NEW YORK—The Federal Reserve Bank of New York's Center for Microeconomic Data released the August 2021 Survey of Consumer Expectations, which shows that short- and medium-term inflation expectations rose to new series highs. Home price growth expectations continued to moderate in August but remain elevated. Perceptions about households' current financial situations improved and income growth expectations rose to a new series high.
The main findings from the August 2021 Survey are:
- Median one-year-ahead inflation expectations increased by 0.3 percentage point to 5.2% in August, the tenth consecutive monthly increase and a new series high. Median inflation expectations at the three-year horizon also increased by 0.3 percentage point to a new series high of 4.0%. Both increases were broad based across age and income groups. Our measure of disagreement across respondents (the difference between the 75th and 25th percentiles of inflation expectations) increased slightly at the one-year horizon and was unchanged at the three-year horizon. Both measures of disagreement remain elevated compared to their pre-COVID-19 levels.

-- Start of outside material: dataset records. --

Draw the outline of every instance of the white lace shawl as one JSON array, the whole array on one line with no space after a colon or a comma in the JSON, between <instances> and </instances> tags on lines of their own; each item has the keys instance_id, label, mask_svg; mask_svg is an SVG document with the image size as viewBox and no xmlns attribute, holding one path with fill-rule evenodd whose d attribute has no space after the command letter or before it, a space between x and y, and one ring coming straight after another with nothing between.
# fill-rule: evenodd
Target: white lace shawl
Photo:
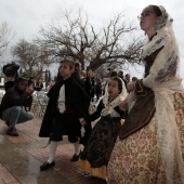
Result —
<instances>
[{"instance_id":1,"label":"white lace shawl","mask_svg":"<svg viewBox=\"0 0 184 184\"><path fill-rule=\"evenodd\" d=\"M173 93L183 93L183 87L182 79L176 74L180 58L172 29L168 27L159 29L153 40L144 45L142 58L161 47L165 48L158 53L143 83L155 93L157 139L167 181L169 184L184 183L184 161L173 106ZM176 165L179 165L181 181L173 179Z\"/></svg>"}]
</instances>

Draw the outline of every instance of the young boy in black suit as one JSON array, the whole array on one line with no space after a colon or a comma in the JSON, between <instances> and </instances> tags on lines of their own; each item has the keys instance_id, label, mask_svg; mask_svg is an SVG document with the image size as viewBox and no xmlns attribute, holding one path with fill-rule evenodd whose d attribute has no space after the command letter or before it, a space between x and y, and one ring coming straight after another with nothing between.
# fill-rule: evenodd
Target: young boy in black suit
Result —
<instances>
[{"instance_id":1,"label":"young boy in black suit","mask_svg":"<svg viewBox=\"0 0 184 184\"><path fill-rule=\"evenodd\" d=\"M64 60L60 65L62 80L56 82L49 91L49 104L43 117L39 136L50 137L49 159L40 170L49 169L55 165L54 156L57 142L62 135L68 135L68 141L74 143L75 154L71 161L77 161L80 156L80 143L84 144L91 131L88 124L88 96L79 83L73 79L74 63ZM81 136L81 127L84 127L84 136Z\"/></svg>"}]
</instances>

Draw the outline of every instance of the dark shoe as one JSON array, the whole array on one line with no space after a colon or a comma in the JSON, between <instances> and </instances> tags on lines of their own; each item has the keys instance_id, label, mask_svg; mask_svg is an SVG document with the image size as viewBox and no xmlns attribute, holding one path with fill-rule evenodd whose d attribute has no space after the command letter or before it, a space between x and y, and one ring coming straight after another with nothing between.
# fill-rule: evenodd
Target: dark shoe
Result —
<instances>
[{"instance_id":1,"label":"dark shoe","mask_svg":"<svg viewBox=\"0 0 184 184\"><path fill-rule=\"evenodd\" d=\"M10 126L10 122L9 121L5 121L6 126L9 127Z\"/></svg>"},{"instance_id":2,"label":"dark shoe","mask_svg":"<svg viewBox=\"0 0 184 184\"><path fill-rule=\"evenodd\" d=\"M45 161L43 162L43 165L40 166L40 170L43 171L54 166L55 166L55 161L53 161L52 163L49 163L48 161Z\"/></svg>"},{"instance_id":3,"label":"dark shoe","mask_svg":"<svg viewBox=\"0 0 184 184\"><path fill-rule=\"evenodd\" d=\"M11 135L11 136L18 136L18 133L16 132L16 129L8 130L8 131L6 131L6 134L8 134L8 135Z\"/></svg>"},{"instance_id":4,"label":"dark shoe","mask_svg":"<svg viewBox=\"0 0 184 184\"><path fill-rule=\"evenodd\" d=\"M80 158L80 154L79 155L74 155L73 158L70 159L70 161L78 161Z\"/></svg>"}]
</instances>

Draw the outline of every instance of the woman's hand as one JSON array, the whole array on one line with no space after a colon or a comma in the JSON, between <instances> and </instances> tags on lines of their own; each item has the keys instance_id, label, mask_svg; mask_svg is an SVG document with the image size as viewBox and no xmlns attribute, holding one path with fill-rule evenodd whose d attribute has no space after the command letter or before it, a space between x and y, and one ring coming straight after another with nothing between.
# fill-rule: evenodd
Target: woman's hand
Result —
<instances>
[{"instance_id":1,"label":"woman's hand","mask_svg":"<svg viewBox=\"0 0 184 184\"><path fill-rule=\"evenodd\" d=\"M128 108L128 104L126 101L122 101L120 104L119 104L119 108L120 109L127 109Z\"/></svg>"},{"instance_id":2,"label":"woman's hand","mask_svg":"<svg viewBox=\"0 0 184 184\"><path fill-rule=\"evenodd\" d=\"M129 82L127 84L127 90L128 91L133 91L135 89L135 82Z\"/></svg>"}]
</instances>

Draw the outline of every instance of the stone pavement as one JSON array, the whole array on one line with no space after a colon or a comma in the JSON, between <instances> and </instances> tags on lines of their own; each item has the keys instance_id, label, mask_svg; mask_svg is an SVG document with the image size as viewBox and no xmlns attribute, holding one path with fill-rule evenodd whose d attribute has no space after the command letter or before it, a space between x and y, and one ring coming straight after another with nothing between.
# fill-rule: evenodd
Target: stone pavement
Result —
<instances>
[{"instance_id":1,"label":"stone pavement","mask_svg":"<svg viewBox=\"0 0 184 184\"><path fill-rule=\"evenodd\" d=\"M6 135L6 124L0 120L0 184L105 184L96 178L84 176L77 162L71 162L74 146L67 137L60 143L56 165L53 169L40 171L40 165L48 159L48 139L38 136L41 117L17 124L17 137Z\"/></svg>"}]
</instances>

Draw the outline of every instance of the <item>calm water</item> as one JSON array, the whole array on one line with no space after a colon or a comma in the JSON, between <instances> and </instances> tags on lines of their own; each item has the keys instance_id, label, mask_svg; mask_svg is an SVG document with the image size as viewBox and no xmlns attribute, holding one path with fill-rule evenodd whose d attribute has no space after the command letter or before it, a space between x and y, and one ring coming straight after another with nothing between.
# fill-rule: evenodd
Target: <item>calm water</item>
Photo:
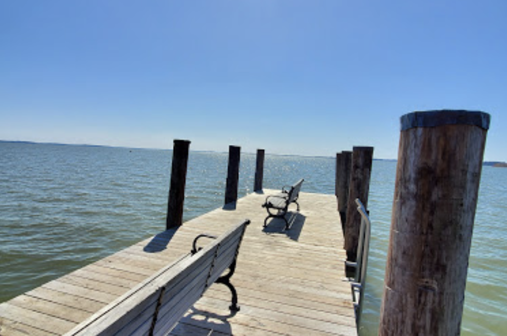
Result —
<instances>
[{"instance_id":1,"label":"calm water","mask_svg":"<svg viewBox=\"0 0 507 336\"><path fill-rule=\"evenodd\" d=\"M170 151L0 142L0 302L163 229ZM242 154L239 195L251 192L255 156ZM184 220L221 207L227 154L191 152ZM267 155L264 186L301 177L334 192L332 158ZM376 335L395 162L374 161L372 240L360 334ZM505 334L507 169L484 167L474 228L463 335Z\"/></svg>"}]
</instances>

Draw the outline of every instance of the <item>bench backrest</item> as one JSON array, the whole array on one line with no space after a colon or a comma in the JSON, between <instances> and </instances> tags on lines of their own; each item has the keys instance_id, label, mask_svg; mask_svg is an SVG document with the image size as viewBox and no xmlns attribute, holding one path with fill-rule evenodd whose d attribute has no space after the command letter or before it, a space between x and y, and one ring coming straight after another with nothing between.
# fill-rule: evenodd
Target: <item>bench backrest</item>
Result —
<instances>
[{"instance_id":1,"label":"bench backrest","mask_svg":"<svg viewBox=\"0 0 507 336\"><path fill-rule=\"evenodd\" d=\"M248 222L164 267L65 336L167 334L234 260Z\"/></svg>"},{"instance_id":2,"label":"bench backrest","mask_svg":"<svg viewBox=\"0 0 507 336\"><path fill-rule=\"evenodd\" d=\"M301 185L303 184L304 181L303 179L301 179L291 187L291 190L288 192L287 201L288 204L298 199L298 197L299 197L299 191L301 190Z\"/></svg>"}]
</instances>

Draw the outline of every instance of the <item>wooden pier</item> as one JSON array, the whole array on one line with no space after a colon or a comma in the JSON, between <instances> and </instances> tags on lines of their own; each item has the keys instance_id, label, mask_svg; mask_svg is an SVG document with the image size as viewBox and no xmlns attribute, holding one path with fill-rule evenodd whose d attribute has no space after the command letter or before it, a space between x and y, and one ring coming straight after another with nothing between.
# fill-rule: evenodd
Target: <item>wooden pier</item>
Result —
<instances>
[{"instance_id":1,"label":"wooden pier","mask_svg":"<svg viewBox=\"0 0 507 336\"><path fill-rule=\"evenodd\" d=\"M304 189L304 188L303 188ZM350 286L343 281L343 238L334 195L302 192L291 226L274 219L263 229L266 195L251 194L0 304L1 336L64 334L168 263L202 233L218 235L251 221L231 279L241 310L214 284L172 335L356 335Z\"/></svg>"}]
</instances>

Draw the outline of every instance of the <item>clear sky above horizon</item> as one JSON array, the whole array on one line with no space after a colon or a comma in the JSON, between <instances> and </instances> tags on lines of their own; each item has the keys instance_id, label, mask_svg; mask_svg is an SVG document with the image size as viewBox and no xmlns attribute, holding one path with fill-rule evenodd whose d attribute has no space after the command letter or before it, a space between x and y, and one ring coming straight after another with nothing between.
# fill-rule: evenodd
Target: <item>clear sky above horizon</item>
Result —
<instances>
[{"instance_id":1,"label":"clear sky above horizon","mask_svg":"<svg viewBox=\"0 0 507 336\"><path fill-rule=\"evenodd\" d=\"M442 109L507 161L507 1L0 2L2 140L395 158Z\"/></svg>"}]
</instances>

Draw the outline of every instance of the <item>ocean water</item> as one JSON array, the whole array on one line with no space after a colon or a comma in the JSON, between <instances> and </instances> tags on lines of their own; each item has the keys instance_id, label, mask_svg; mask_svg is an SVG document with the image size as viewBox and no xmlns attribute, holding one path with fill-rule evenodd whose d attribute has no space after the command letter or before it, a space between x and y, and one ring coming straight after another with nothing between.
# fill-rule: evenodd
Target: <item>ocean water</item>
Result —
<instances>
[{"instance_id":1,"label":"ocean water","mask_svg":"<svg viewBox=\"0 0 507 336\"><path fill-rule=\"evenodd\" d=\"M0 302L164 228L170 150L0 142ZM255 155L242 153L239 196L252 192ZM191 152L184 220L223 205L226 153ZM375 160L372 236L360 334L377 334L396 162ZM264 186L301 178L334 193L335 160L267 154ZM507 169L483 170L463 335L505 334Z\"/></svg>"}]
</instances>

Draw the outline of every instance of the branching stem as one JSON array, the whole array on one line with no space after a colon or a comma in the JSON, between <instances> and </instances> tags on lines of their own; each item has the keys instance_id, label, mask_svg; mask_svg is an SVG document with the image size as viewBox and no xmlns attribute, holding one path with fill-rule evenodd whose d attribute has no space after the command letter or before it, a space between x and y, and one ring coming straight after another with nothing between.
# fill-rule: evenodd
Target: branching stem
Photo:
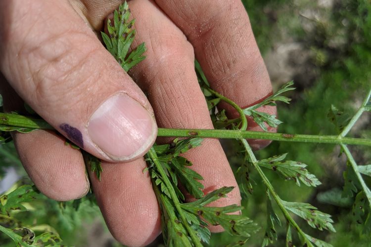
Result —
<instances>
[{"instance_id":1,"label":"branching stem","mask_svg":"<svg viewBox=\"0 0 371 247\"><path fill-rule=\"evenodd\" d=\"M223 99L223 100L224 100ZM238 106L236 108L238 107ZM241 112L243 114L243 112ZM245 119L246 118L245 118ZM20 127L53 130L45 120L10 113L0 113L0 124ZM241 129L244 124L241 125ZM260 139L273 141L334 144L359 145L371 146L371 140L343 137L336 135L291 134L247 130L204 129L175 129L159 128L158 136L173 137L203 137L229 139Z\"/></svg>"},{"instance_id":2,"label":"branching stem","mask_svg":"<svg viewBox=\"0 0 371 247\"><path fill-rule=\"evenodd\" d=\"M300 229L300 228L299 227L299 225L296 223L295 220L294 220L294 219L293 219L291 216L290 213L282 204L281 199L279 198L278 195L275 191L275 189L273 188L273 186L272 186L271 182L269 181L269 180L266 176L264 173L260 168L260 167L259 167L259 165L258 164L258 160L256 159L256 158L255 158L255 156L254 155L254 153L251 150L251 148L250 147L250 145L249 145L249 144L247 143L247 141L243 138L241 138L239 139L239 140L243 144L245 150L247 152L247 154L250 157L250 159L251 160L251 163L252 164L254 168L255 168L256 171L259 173L260 177L263 180L263 182L267 187L268 191L271 193L273 198L275 199L275 201L277 203L277 205L278 205L279 208L281 209L281 211L283 214L283 215L284 215L285 218L286 218L286 219L287 219L287 221L290 222L290 224L291 224L291 225L295 228L296 231L297 231L298 233L301 235L301 236L302 237L302 239L304 240L306 244L307 244L307 246L308 247L313 247L313 245L312 244L312 243L311 243L309 240L308 239L308 238L305 235L305 234L304 233L304 232L303 232L301 229Z\"/></svg>"}]
</instances>

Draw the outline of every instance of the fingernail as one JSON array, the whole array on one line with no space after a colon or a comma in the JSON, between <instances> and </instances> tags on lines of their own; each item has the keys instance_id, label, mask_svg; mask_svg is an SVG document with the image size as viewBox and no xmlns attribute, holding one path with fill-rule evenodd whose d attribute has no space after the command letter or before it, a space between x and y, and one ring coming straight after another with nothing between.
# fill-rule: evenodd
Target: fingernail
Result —
<instances>
[{"instance_id":1,"label":"fingernail","mask_svg":"<svg viewBox=\"0 0 371 247\"><path fill-rule=\"evenodd\" d=\"M112 160L126 161L150 148L157 125L139 102L122 94L99 107L89 121L88 132L93 142Z\"/></svg>"}]
</instances>

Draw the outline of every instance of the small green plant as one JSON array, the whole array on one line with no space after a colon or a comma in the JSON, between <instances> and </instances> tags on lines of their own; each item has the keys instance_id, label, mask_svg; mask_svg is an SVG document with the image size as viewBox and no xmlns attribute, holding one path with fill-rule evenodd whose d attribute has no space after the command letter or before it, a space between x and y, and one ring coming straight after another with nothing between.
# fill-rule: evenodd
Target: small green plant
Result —
<instances>
[{"instance_id":1,"label":"small green plant","mask_svg":"<svg viewBox=\"0 0 371 247\"><path fill-rule=\"evenodd\" d=\"M113 23L108 21L108 35L102 33L103 40L111 54L116 58L125 71L144 59L144 43L129 52L129 48L135 36L133 28L135 20L129 20L130 11L126 2L114 12ZM243 215L230 213L243 210L237 205L222 207L209 207L207 205L218 199L226 197L233 188L221 187L204 195L200 183L202 176L191 169L191 163L180 156L189 149L202 145L203 138L229 138L241 145L238 153L243 162L238 167L236 176L239 182L241 191L248 197L253 193L253 185L249 172L255 170L266 188L264 196L267 198L267 226L262 239L262 246L266 246L277 240L276 229L282 224L274 208L278 208L285 219L286 246L296 244L293 240L292 232L297 234L298 242L306 246L328 247L330 245L305 233L296 221L298 217L306 221L313 228L335 232L333 221L329 214L324 213L308 203L287 202L281 199L276 192L271 181L266 175L268 172L278 173L285 180L300 186L316 187L321 182L307 169L307 165L299 162L286 160L287 154L258 160L255 157L246 139L260 139L280 141L332 143L340 145L342 152L348 160L343 195L353 196L356 194L353 206L355 217L364 226L364 231L371 232L371 192L363 174L371 176L371 165L359 165L352 156L347 145L359 145L371 146L371 140L347 137L346 136L361 115L371 111L371 90L357 113L351 119L344 117L335 107L331 107L328 116L338 130L337 135L310 135L267 132L267 125L277 127L282 122L275 116L259 112L257 109L264 105L276 105L280 101L288 104L290 99L282 94L292 90L292 82L282 86L276 93L262 102L241 109L230 99L210 88L199 64L195 64L200 86L207 102L210 116L216 129L179 129L159 128L158 136L187 137L176 138L172 143L158 145L155 144L146 155L147 168L152 182L153 190L162 213L162 228L165 243L167 246L202 246L209 243L210 232L208 225L220 225L229 233L240 236L241 240L236 245L243 245L251 234L260 230L259 226ZM228 119L224 111L217 111L218 104L224 101L232 106L239 114L239 117ZM252 118L265 132L246 130L246 118ZM17 113L0 113L0 142L11 140L10 131L27 132L35 129L52 130L53 128L37 116L24 116ZM74 148L73 144L71 146ZM82 150L88 168L95 172L99 178L104 170L98 159ZM178 189L182 184L189 194L197 200L187 203L183 193ZM93 201L91 192L85 199L76 200L72 206L75 208L84 200ZM262 195L263 196L263 195ZM35 227L22 225L16 222L13 215L19 211L27 210L25 204L32 203L42 196L33 186L24 185L14 188L0 196L0 231L12 239L18 246L47 246L61 244L61 240L50 228L42 233L35 234ZM276 206L277 206L277 207ZM295 217L294 217L294 216ZM4 222L6 222L5 224ZM36 228L37 229L37 228ZM294 239L295 239L294 238ZM234 244L232 244L234 245Z\"/></svg>"}]
</instances>

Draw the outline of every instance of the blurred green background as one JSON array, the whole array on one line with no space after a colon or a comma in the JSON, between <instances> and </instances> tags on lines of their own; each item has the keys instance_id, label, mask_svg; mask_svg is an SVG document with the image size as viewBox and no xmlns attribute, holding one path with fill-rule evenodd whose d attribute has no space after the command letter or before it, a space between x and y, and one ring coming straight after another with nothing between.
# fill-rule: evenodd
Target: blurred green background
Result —
<instances>
[{"instance_id":1,"label":"blurred green background","mask_svg":"<svg viewBox=\"0 0 371 247\"><path fill-rule=\"evenodd\" d=\"M361 104L371 83L371 2L368 0L242 0L248 11L258 44L277 89L293 80L297 89L291 93L289 105L279 105L278 118L284 122L279 131L289 133L336 134L327 119L331 105L351 116ZM364 114L350 135L371 138L371 114ZM223 142L234 169L240 161L232 144ZM352 148L359 164L371 164L370 149ZM323 184L316 188L304 185L298 188L276 174L267 172L281 198L308 202L333 215L335 234L315 230L297 219L310 235L325 240L335 247L371 246L371 237L363 234L362 225L352 218L353 199L340 197L346 167L339 149L331 145L274 142L257 152L264 158L288 152L288 159L308 165ZM19 176L26 173L18 161L12 144L0 146L0 179L9 167ZM257 174L252 195L242 203L244 213L253 219L262 230L252 236L248 246L261 245L266 219L265 188ZM9 177L7 177L8 179ZM371 185L368 181L369 185ZM66 245L120 246L111 237L95 205L83 202L78 211L72 202L60 204L45 198L32 205L30 212L17 214L28 224L46 223L54 228ZM281 216L278 214L279 216ZM37 220L36 219L37 219ZM272 246L283 246L285 229L276 228L278 240ZM7 239L0 234L1 246ZM211 246L225 246L239 239L226 234L214 234ZM151 246L159 246L159 238ZM12 246L12 244L8 245Z\"/></svg>"}]
</instances>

- Median inflation uncertainty—or the uncertainty expressed regarding future inflation outcomes—increased at both the short- and medium-term horizons to new series highs. Both measures remain well above the levels observed before the COVID-19 pandemic.
- Median year-ahead home price change expectations decreased slightly to 5.9% in August from 6.0% in July, marking the third consecutive monthly decline. The decrease was driven primarily by respondents under the age of 40 and was largest for those who live in the "South" and "Northeast" Census regions.
- Expectations about year-ahead price changes jumped by 0.8 percentage point for food (to 7.9%), increased by 0.2 percentage point for rent (to 10.0%), and increased by 0.2 percentage point for medical care (to 9.7%). The expected price of college education decreased by 0.5 percentage point (to 7.0%). The median one-year-ahead expected change in the price of gas increased by 1.1 percentage points to 9.2%.*
- Median one-year-ahead expected earnings growth fell 0.4 percentage point in August to 2.5%, comparable to its February 2020 level. The decrease was driven mostly by respondents over the age of 40.
- Mean unemployment expectations—or the mean probability that the U.S. unemployment rate will be higher one year from now—increased by 3.3 percentage points in August to 35.0%.
- The mean perceived probability of losing one's job in the next 12 months increased slightly in August to 12.4% from 12.2% in July, but remains near the series low. The mean probability of leaving one's job voluntarily in the next 12 months also increased to 20.0% from 19.7%.
- The mean perceived probability of finding a job (if one's current job was lost) fell to 54.9% in August from 57.0% in July. The decrease was most pronounced among respondents aged 60 and over.
- The median expected growth in household income increased by 0.1 percentage point to 3.0%, a new series high. The increase was most pronounced for the respondents with household incomes less than $50,000.
- Median household spending growth expectations fell slightly to 5.0% in August from 5.1% in July, but remain elevated relative to pre-COVID-19 levels.
- Perceptions of credit access compared to a year ago slightly improved in August. Expectations for future credit availability deteriorated slightly, with fewer respondents expecting it will be easier to obtain credit in the year ahead compared to July.
- The average perceived probability of missing a minimum debt payment over the next three months decreased by 0.7 percentage point to 9.6%, which is slightly below the 12-month trailing average of 10.1%. The decrease was broad based across age, income, and education groups.
- The median expectation regarding a year-ahead change in taxes (at current income level) was unchanged at 4.6%.
- Median year-ahead expected growth in government debt decreased to 15.1% in August, from 15.7% in July.
- The mean perceived probability that the average interest rate on saving accounts will be higher 12 months from now increased by 0.4 percentage point in August to 27.4%.
- Perceptions about households' current financial situations compared to a year ago improved in August, with more respondents reporting being financially better off than they were a year ago. Similarly, year-ahead expectations improved, with fewer households expecting a worse financial situation in the next 12 months.
- The mean perceived probability that U.S. stock prices will be higher 12 months from now remained unchanged at 39.0%.
About the Survey of Consumer Expectations (SCE)
The SCE contains information about how consumers expect overall inflation and prices for food, gas, housing, and education to behave. It also provides insight into Americans' views about job prospects and earnings growth and their expectations about future spending and access to credit. The SCE also provides measures of uncertainty regarding consumers' outlooks. Expectations are also available by age, geography, income, education, and numeracy.
The SCE is a nationally representative, internet-based survey of a rotating panel of approximately 1,300 household heads. Respondents participate in the panel for up to 12 months, with a roughly equal number rotating in and out of the panel each month. Unlike comparable surveys based on repeated cross-sections with a different set of respondents in each wave, our panel allows us to observe the changes in expectations and behavior of the same individuals over time.
* Due to a data recording error in the “one-year ahead commodity price change expectations” series, the data for this series has been revised going back to October 2020.